I hope it is alright I write to you again.
I have just read the letter “Ending relationship with parents”. 4 February 2008.
The writer says that her parents are unaware of what they have done to her, and she feels guilty in her attempt to disconnect.
I have had the same feeling of guilt, and actually felt sorry for my parents because they are unaware of what they have done.
I almost got insane in my effort to understand their situation and told myself. It is not their fault. You can’t blame them. The price was depression. I became a cutter and in the end I could only lay in my bed being suicidal.
I asked my mother to read one of book. I really hope that your book could change our relationship, and I was ready to go far. She totally misunderstood the book, and my mother is not stupid.
I remember another event. The conversation is almost like this. My mother asks me why I am so angry. My reason: Because I did as you had suggested. Her argument: It was not an order. You didn’t have to do it. I say, yes because it was your wish, and I tried to fulfill your wish. By now she reads the newspaper and doesn’t answer and doesn’t look at me. I walk out of the kitchen. Angry, and wondering what I did wrong. I believe honesty is the basis of a relationship. I was honest. I didn’t want to be mean or hurt her. I had not read any of your books at this time. Maybe that’s why I started to study psychology. I wanted to know what was wrong with me. Why I am such a failure? This was the big question in my head. And she believes the books I read make me crazy.

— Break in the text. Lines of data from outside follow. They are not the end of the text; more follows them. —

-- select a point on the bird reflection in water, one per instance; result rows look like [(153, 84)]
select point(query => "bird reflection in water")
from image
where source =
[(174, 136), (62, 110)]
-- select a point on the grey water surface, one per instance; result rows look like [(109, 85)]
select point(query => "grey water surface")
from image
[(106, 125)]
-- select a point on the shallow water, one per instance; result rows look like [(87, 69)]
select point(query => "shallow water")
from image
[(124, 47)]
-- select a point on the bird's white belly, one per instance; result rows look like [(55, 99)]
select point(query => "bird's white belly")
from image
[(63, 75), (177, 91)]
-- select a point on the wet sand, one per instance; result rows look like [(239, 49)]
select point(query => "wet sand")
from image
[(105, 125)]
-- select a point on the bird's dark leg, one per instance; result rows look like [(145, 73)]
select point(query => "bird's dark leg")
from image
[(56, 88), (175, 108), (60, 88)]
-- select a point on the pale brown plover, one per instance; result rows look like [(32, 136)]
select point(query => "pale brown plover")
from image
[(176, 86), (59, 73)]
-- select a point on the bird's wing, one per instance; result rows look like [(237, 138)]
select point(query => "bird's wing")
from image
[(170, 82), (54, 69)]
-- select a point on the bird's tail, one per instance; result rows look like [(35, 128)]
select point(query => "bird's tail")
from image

I don’t feel sorry for my parents anymore. I have literally been screaming my feelings to their faces. I have stopped trying now. The truth is a matter of choice. They have chosen not to see, and I can’t change that. But I myself can choose. The truth is really a matter of choice. And I have made my choice.

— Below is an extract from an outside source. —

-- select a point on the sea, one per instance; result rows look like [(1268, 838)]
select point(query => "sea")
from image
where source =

Thank you for your wonderful work.

AM: Thank you for your moving letter. Yes, you made the choice and I want to congratulate you to your insight that THE TRUTH IS A MATTER OF CHOICE. We are unable to convince anybody who doesn't WANT to know. S/he will take the newspaper and avoid listening to us. But we CAN find the courage to take seriously what we are seeing, feel the pain and no longer wait that someday this person will understand. How could she if she doesn’t want to? You can NEVER EVER force anybody to understand the pain of their child if they refuse to understand their own pain.